Structure-dependent activities of hydroxylated polybrominated diphenyl ethers on human estrogen receptor

Abstract

Polybrominated diphenyl ethers (PBDEs) have been shown to affect the estrogen receptor (ER) signaling pathway, and one of the proposed disruption mechanisms is direct binding of hydroxylated PBDE (OH-PBDE) to ER. In this paper, the binding affinity of 22 OH-PBDEs with different degrees of bromination to ER was assessed quantitatively using a surface plasmon resonance biosensor technique.
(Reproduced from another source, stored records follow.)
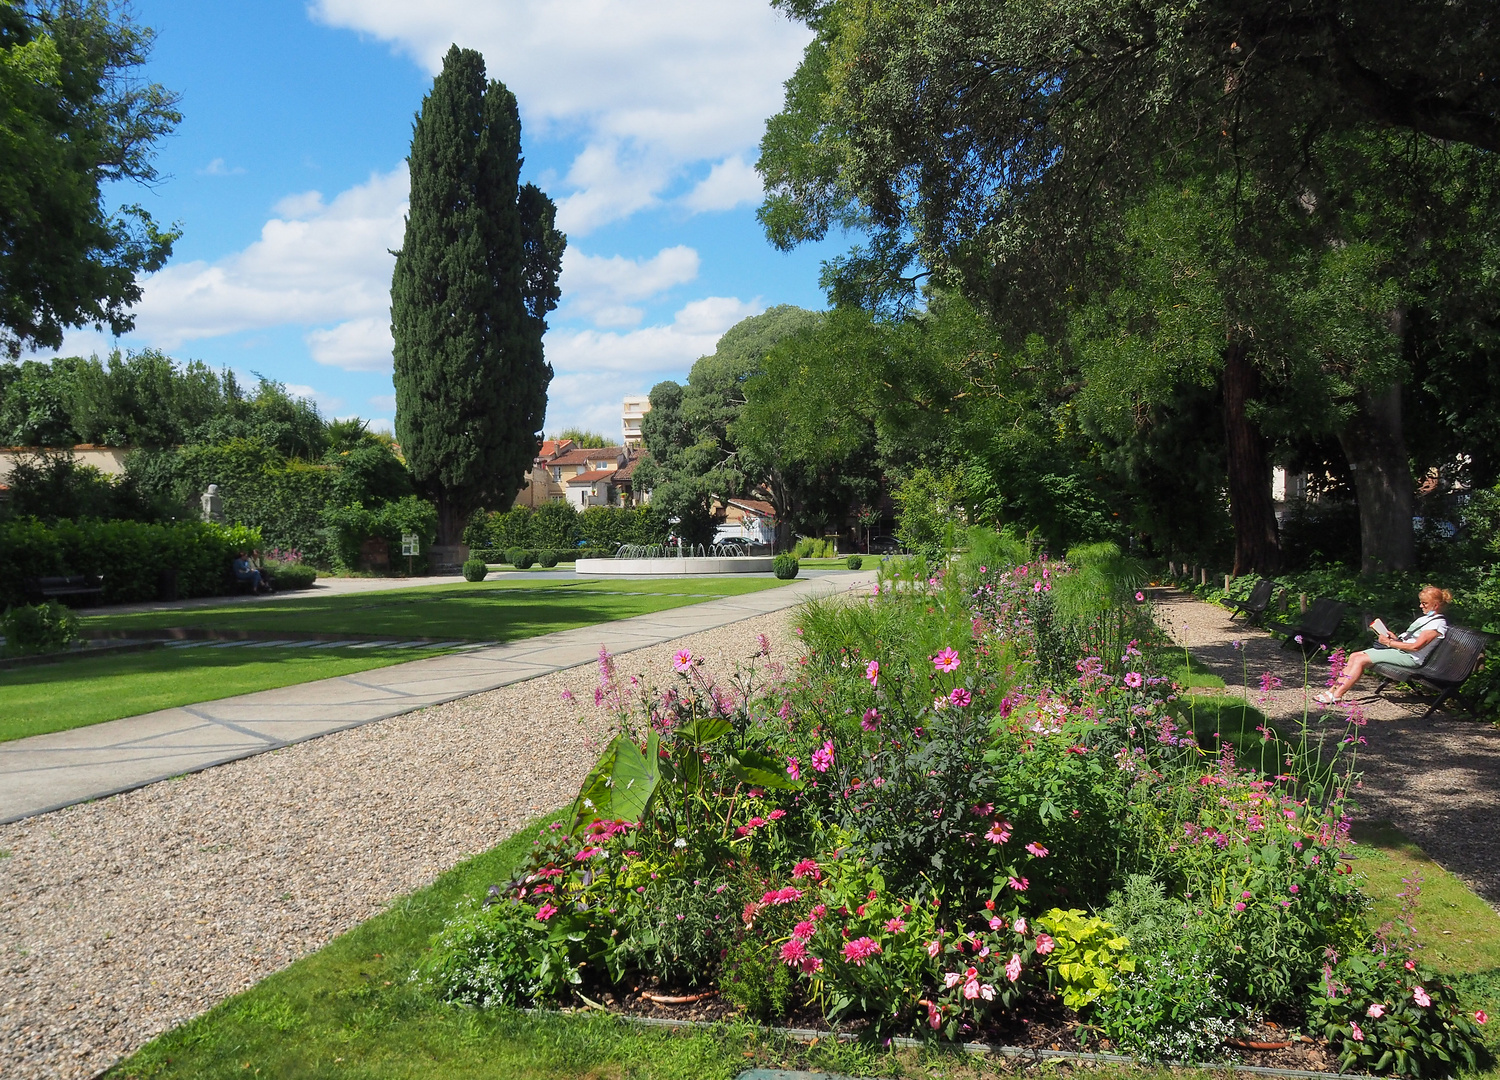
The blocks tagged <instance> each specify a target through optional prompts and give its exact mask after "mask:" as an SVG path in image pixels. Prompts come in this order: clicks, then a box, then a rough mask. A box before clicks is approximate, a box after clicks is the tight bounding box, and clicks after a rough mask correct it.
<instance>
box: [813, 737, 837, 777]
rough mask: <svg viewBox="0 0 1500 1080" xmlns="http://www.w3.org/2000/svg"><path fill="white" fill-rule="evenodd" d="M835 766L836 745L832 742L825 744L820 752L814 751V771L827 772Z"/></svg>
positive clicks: (813, 750)
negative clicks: (834, 758)
mask: <svg viewBox="0 0 1500 1080" xmlns="http://www.w3.org/2000/svg"><path fill="white" fill-rule="evenodd" d="M832 763H834V744H832V739H828V741H825V742H823V745H822V747H820V748H817V750H813V769H814V771H817V772H826V771H828V769H829V768H832Z"/></svg>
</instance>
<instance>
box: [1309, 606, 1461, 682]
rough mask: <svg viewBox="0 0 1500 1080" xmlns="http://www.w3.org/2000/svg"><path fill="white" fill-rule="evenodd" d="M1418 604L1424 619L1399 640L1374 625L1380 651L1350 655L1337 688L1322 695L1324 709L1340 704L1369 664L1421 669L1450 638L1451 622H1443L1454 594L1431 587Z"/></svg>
mask: <svg viewBox="0 0 1500 1080" xmlns="http://www.w3.org/2000/svg"><path fill="white" fill-rule="evenodd" d="M1418 603H1421V606H1422V615H1421V616H1419V618H1418V619H1416V621H1415V622H1413V624H1412V625H1409V627H1407V628H1406V631H1404V633H1401V634H1400V636H1397V634H1392V633H1391V630H1388V628H1386V624H1385V622H1382V621H1380V619H1376V621H1374V622H1371V624H1370V628H1371V630H1374V631H1376V640H1377V642H1380V648H1373V649H1365V651H1364V652H1353V654H1350V657H1349V663H1347V664H1344V675H1343V678H1340V681H1338V685H1335V687H1334V688H1332V690H1325V691H1323V693H1320V694H1319V696H1317V700H1319V702H1322V703H1323V705H1334V703H1335V702H1341V700H1343V699H1344V694H1347V693H1349V691H1350V690H1352V688H1353V685H1355V682H1358V681H1359V676H1361V675H1364V673H1365V672H1367V670H1368V669H1370V664H1376V663H1386V664H1395V666H1397V667H1421V666H1422V663H1424V661H1425V660H1427V658H1428V657H1430V655H1431V654H1433V649H1436V648H1437V642H1439V639H1442V637H1445V636H1448V619H1446V618H1443V609H1445V607H1448V604H1451V603H1454V594H1452V592H1449V591H1448V589H1440V588H1436V586H1433V585H1428V586H1427V588H1425V589H1422V591H1421V592H1419V594H1418Z"/></svg>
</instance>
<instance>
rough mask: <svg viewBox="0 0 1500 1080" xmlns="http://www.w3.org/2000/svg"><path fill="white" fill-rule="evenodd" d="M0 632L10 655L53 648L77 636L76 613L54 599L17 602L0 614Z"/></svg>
mask: <svg viewBox="0 0 1500 1080" xmlns="http://www.w3.org/2000/svg"><path fill="white" fill-rule="evenodd" d="M0 633H5V648H6V652H7V654H10V655H31V654H36V652H57V651H58V649H65V648H68V646H69V645H72V643H74V640H77V639H78V615H75V613H74V612H72V610H71V609H69V607H65V606H63V604H60V603H57V601H55V600H48V601H46V603H45V604H36V606H31V604H20V606H17V607H12V609H10V610H7V612H6V613H5V616H0Z"/></svg>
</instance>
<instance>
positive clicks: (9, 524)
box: [0, 517, 261, 604]
mask: <svg viewBox="0 0 1500 1080" xmlns="http://www.w3.org/2000/svg"><path fill="white" fill-rule="evenodd" d="M260 546H261V535H260V532H258V531H255V529H251V528H245V526H225V525H205V523H202V522H175V523H171V525H148V523H144V522H129V520H111V522H99V520H81V522H69V520H63V522H57V523H55V525H43V523H42V522H39V520H36V519H31V517H23V519H15V520H6V522H0V603H5V604H18V603H24V601H26V588H24V586H26V582H27V580H28V579H31V577H52V576H69V574H98V576H99V577H102V579H104V601H105V603H132V601H138V600H154V598H156V589H157V574H159V573H160V571H162V570H163V568H171V570H175V571H177V594H178V595H180V597H199V595H223V594H226V592H231V591H234V576H233V574H231V573H229V562H231V561H233V559H234V555H236V552H239V550H242V549H248V547H260Z"/></svg>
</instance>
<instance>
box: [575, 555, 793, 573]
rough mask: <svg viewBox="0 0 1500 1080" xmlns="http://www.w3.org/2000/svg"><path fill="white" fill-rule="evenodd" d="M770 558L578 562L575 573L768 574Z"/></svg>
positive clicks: (704, 556)
mask: <svg viewBox="0 0 1500 1080" xmlns="http://www.w3.org/2000/svg"><path fill="white" fill-rule="evenodd" d="M772 562H774V559H772V558H771V556H769V555H697V556H687V558H673V556H664V558H612V559H579V561H577V564H576V573H577V574H579V576H592V577H672V576H678V574H727V573H771V564H772Z"/></svg>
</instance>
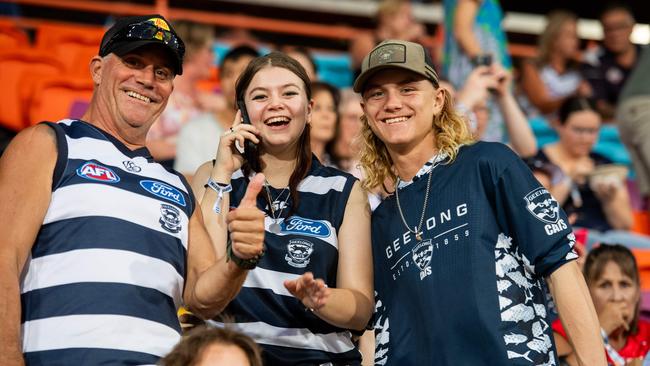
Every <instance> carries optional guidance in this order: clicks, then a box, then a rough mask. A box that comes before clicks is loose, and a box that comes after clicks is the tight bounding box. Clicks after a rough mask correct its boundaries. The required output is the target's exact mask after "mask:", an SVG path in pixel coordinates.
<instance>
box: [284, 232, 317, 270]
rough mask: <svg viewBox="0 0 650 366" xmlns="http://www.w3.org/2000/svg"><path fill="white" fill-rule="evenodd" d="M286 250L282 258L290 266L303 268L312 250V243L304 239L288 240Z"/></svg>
mask: <svg viewBox="0 0 650 366" xmlns="http://www.w3.org/2000/svg"><path fill="white" fill-rule="evenodd" d="M287 251H288V253H287V255H285V256H284V259H285V260H286V261H287V263H288V264H289V265H290V266H292V267H296V268H305V267H307V265H308V264H309V261H310V259H309V257H310V256H311V254H312V253H313V252H314V244H313V243H312V242H310V241H307V240H304V239H293V240H289V244H287Z"/></svg>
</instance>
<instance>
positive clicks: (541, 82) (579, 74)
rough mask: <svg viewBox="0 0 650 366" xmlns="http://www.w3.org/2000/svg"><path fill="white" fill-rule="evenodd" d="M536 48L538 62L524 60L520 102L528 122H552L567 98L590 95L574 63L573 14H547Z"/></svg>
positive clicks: (588, 90) (554, 12)
mask: <svg viewBox="0 0 650 366" xmlns="http://www.w3.org/2000/svg"><path fill="white" fill-rule="evenodd" d="M538 48H539V55H538V56H537V58H535V59H532V60H527V61H526V62H524V63H523V66H522V77H521V86H522V89H523V92H524V96H523V98H522V99H521V101H522V104H523V105H524V110H525V112H526V115H527V116H528V117H529V118H530V117H535V116H538V115H542V116H544V117H545V118H547V119H549V120H550V121H552V120H554V119H555V117H556V112H557V110H558V109H559V108H560V105H561V104H562V102H564V100H566V99H567V98H568V97H569V96H571V95H573V94H576V93H580V94H582V95H586V94H589V93H590V91H589V88H588V85H587V83H586V82H584V81H583V80H582V76H580V72H579V70H578V63H577V62H576V60H575V58H576V55H577V53H578V33H577V18H576V16H575V14H573V13H569V12H566V11H556V12H553V13H551V14H549V16H548V24H547V25H546V29H544V32H543V33H542V34H541V35H540V37H539V45H538ZM581 85H582V86H581Z"/></svg>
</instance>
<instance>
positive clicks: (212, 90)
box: [197, 65, 221, 93]
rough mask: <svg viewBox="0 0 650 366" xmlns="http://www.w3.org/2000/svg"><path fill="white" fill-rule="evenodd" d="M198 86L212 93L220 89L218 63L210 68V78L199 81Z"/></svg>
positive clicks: (198, 82) (197, 86)
mask: <svg viewBox="0 0 650 366" xmlns="http://www.w3.org/2000/svg"><path fill="white" fill-rule="evenodd" d="M197 88H199V90H202V91H204V92H210V93H215V92H217V91H219V90H220V88H221V87H220V84H219V68H218V67H217V66H216V65H215V66H213V67H211V68H210V77H209V78H208V79H205V80H201V81H199V82H198V84H197Z"/></svg>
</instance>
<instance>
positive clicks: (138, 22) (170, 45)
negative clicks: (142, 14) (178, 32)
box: [99, 14, 185, 75]
mask: <svg viewBox="0 0 650 366" xmlns="http://www.w3.org/2000/svg"><path fill="white" fill-rule="evenodd" d="M150 44H159V45H162V46H165V49H166V50H167V51H168V52H169V55H170V56H171V61H172V68H173V69H174V73H175V74H176V75H180V74H182V73H183V56H184V55H185V44H184V43H183V40H182V39H180V37H179V36H178V35H177V34H176V31H174V28H172V26H171V24H169V22H168V21H167V20H166V19H165V18H164V17H163V16H162V15H158V14H151V15H140V16H133V17H125V18H121V19H119V20H118V21H117V22H115V24H114V25H113V26H112V27H111V28H110V29H109V30H108V31H106V33H105V34H104V37H103V38H102V43H101V45H100V47H99V55H100V56H102V57H104V56H106V55H108V54H109V53H114V54H116V55H118V56H123V55H125V54H127V53H129V52H131V51H133V50H136V49H138V48H140V47H142V46H146V45H150Z"/></svg>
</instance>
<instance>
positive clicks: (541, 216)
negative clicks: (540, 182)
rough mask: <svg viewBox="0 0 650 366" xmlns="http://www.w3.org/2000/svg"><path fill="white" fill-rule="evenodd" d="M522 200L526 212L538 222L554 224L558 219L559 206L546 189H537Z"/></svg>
mask: <svg viewBox="0 0 650 366" xmlns="http://www.w3.org/2000/svg"><path fill="white" fill-rule="evenodd" d="M524 200H525V201H526V208H527V209H528V211H529V212H530V213H531V214H532V215H533V216H535V217H536V218H537V219H538V220H540V221H542V222H545V223H548V224H555V223H557V221H558V220H559V219H560V206H559V205H558V203H557V201H556V200H555V198H553V196H551V194H550V193H549V192H548V191H547V190H546V188H543V187H539V188H537V189H535V190H534V191H531V192H530V193H528V194H527V195H526V196H525V197H524Z"/></svg>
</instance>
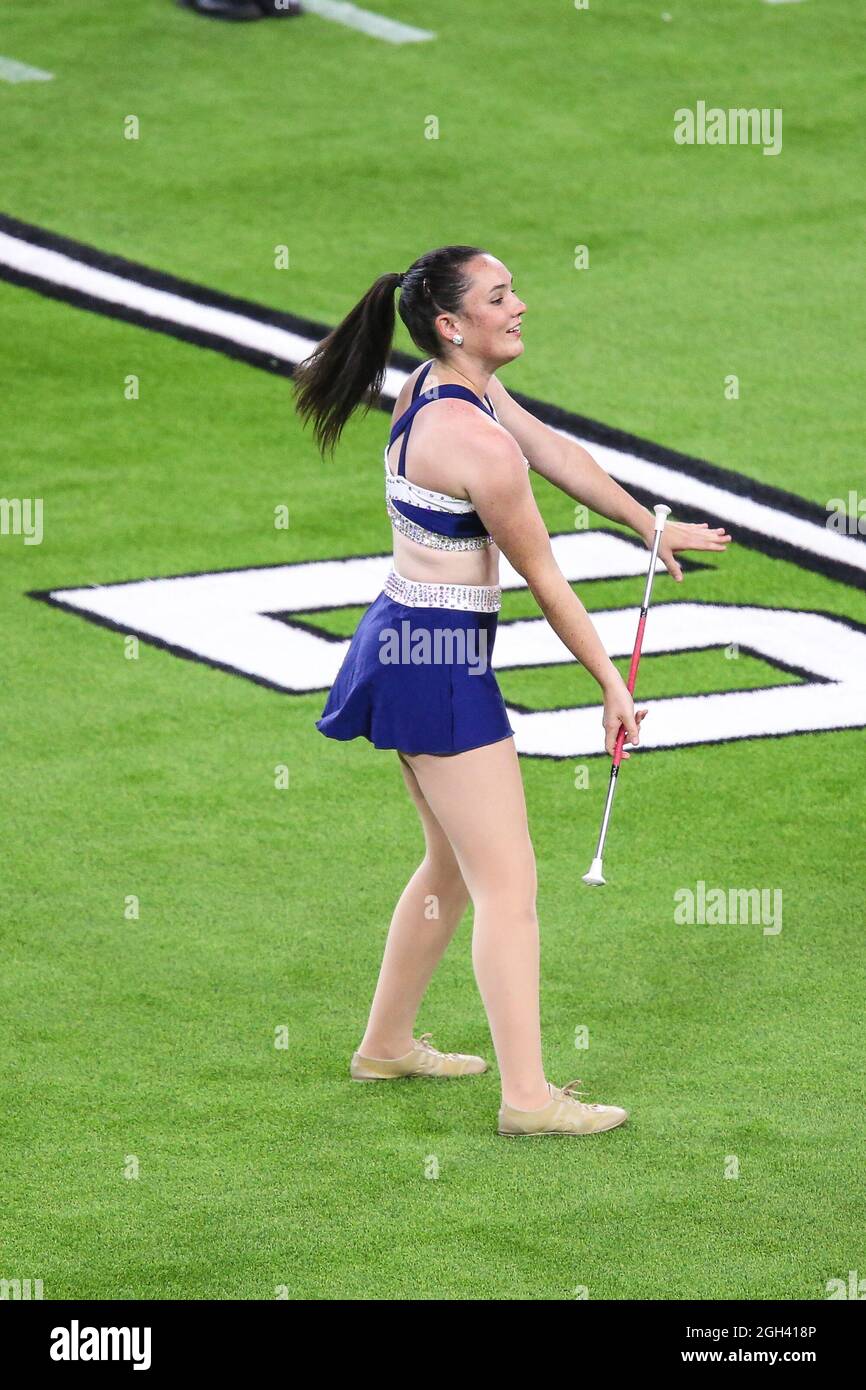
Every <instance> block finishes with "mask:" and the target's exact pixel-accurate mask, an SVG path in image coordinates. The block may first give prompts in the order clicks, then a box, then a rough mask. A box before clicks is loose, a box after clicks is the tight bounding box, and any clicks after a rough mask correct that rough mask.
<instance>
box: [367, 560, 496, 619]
mask: <svg viewBox="0 0 866 1390" xmlns="http://www.w3.org/2000/svg"><path fill="white" fill-rule="evenodd" d="M382 592H384V594H386V595H388V598H389V599H395V600H396V602H398V603H405V605H406V606H407V607H450V609H463V610H464V612H468V613H498V612H499V609H500V607H502V588H500V585H499V584H428V582H425V581H423V580H407V578H406V577H405V575H403V574H398V573H396V570H391V571H389V574H388V578H386V580H385V588H384V591H382Z"/></svg>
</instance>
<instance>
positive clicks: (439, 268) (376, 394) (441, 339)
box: [295, 246, 485, 457]
mask: <svg viewBox="0 0 866 1390" xmlns="http://www.w3.org/2000/svg"><path fill="white" fill-rule="evenodd" d="M484 254H485V252H484V250H482V249H481V247H480V246H441V247H439V249H438V250H435V252H427V253H425V254H424V256H421V257H420V260H417V261H414V264H413V265H410V267H409V270H407V271H406V272H405V274H403V275H399V274H396V272H392V274H388V275H379V278H378V279H377V281H375V282H374V284H373V285H371V286H370V289H368V291H367V293H366V295H364V297H363V299H361V300H359V303H357V304H356V306H354V309H353V310H352V311H350V313H349V314H346V317H345V318H343V321H342V324H338V327H336V328H335V329H334V331H332V332H329V334H328V336H327V338H322V341H321V342H320V343H318V346H317V347H316V350H314V352H313V353H311V354H310V356H309V357H306V359H304V361H302V363H299V364H297V367H296V368H295V409H296V410H297V414H299V416H300V418H302V420H303V421H304V424H306V423H307V421H309V420H313V432H314V435H316V442H317V445H318V449H320V453H321V455H322V457H324V455H325V452H327V450H329V452H331V455H334V449H335V446H336V442H338V439H339V436H341V434H342V431H343V427H345V424H346V421H348V420H349V416H350V414H352V413H353V410H356V407H357V406H359V404H360V403H361V400H366V410H364V413H367V410H370V407H371V406H374V404H375V402H377V400H378V398H379V395H381V392H382V385H384V382H385V371H386V368H388V360H389V356H391V343H392V339H393V328H395V311H393V292H395V288H396V286H398V285H399V286H400V318H402V320H403V322H405V324H406V328H407V329H409V334H410V336H411V341H413V342H414V343H416V346H417V347H420V349H421V352H424V353H427V354H428V356H430V357H439V356H441V354H442V338H441V336H439V334H438V331H436V328H435V318H436V314H442V313H445V314H457V313H459V311H460V307H461V304H463V297H464V295H466V292H467V289H468V288H470V284H471V278H470V275H467V274H466V271H464V268H463V267H464V265H466V263H467V261H470V260H473V259H474V257H475V256H484Z"/></svg>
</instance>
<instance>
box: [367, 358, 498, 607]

Seven OH-PBDEs were found to bind directly with ER with KD ranging from 1.46x10(-7) M to 7.90x10(-6) M, and the affinity is in the order of 6-OH-BDE-047>/=4'-OH-BDE-049>4'-OH-BDE-017>6'-OH-BDE-099>/=5'-OH-BDE-099>2'-OH-BDE-007>3'-OH-BDE-028. In MVLN luciferase gene reporter assays, 10 low-brominated OH-PBDEs induced luciferase activity alone, but are 10(5) to 10(7) fold less potent than E2. Their estrogenic activity is in the order of 4'-OH-BDE-049>4'-OH-BDE-017>2'-OH-BDE-007>3'-OH-BDE-028>3-OH-BDE-047>/=3'-OH-BDE-007. The good correlation between estrogenic activity and ER binding affinity of the low-brominated OH-PBDEs strongly suggest that these compounds induce ER transcriptional activity by binding directly with ER. The other 12 high-brominated OH-PBDEs inhibited luciferase activity of E2 to various degrees, demonstrating their antagonistic activity. Molecular docking analysis of the ER/OH-PBDE complexes revealed two distinctive binding modes between low- and high-brominated OH-PBDEs which provided rationale for the difference in their ER activity.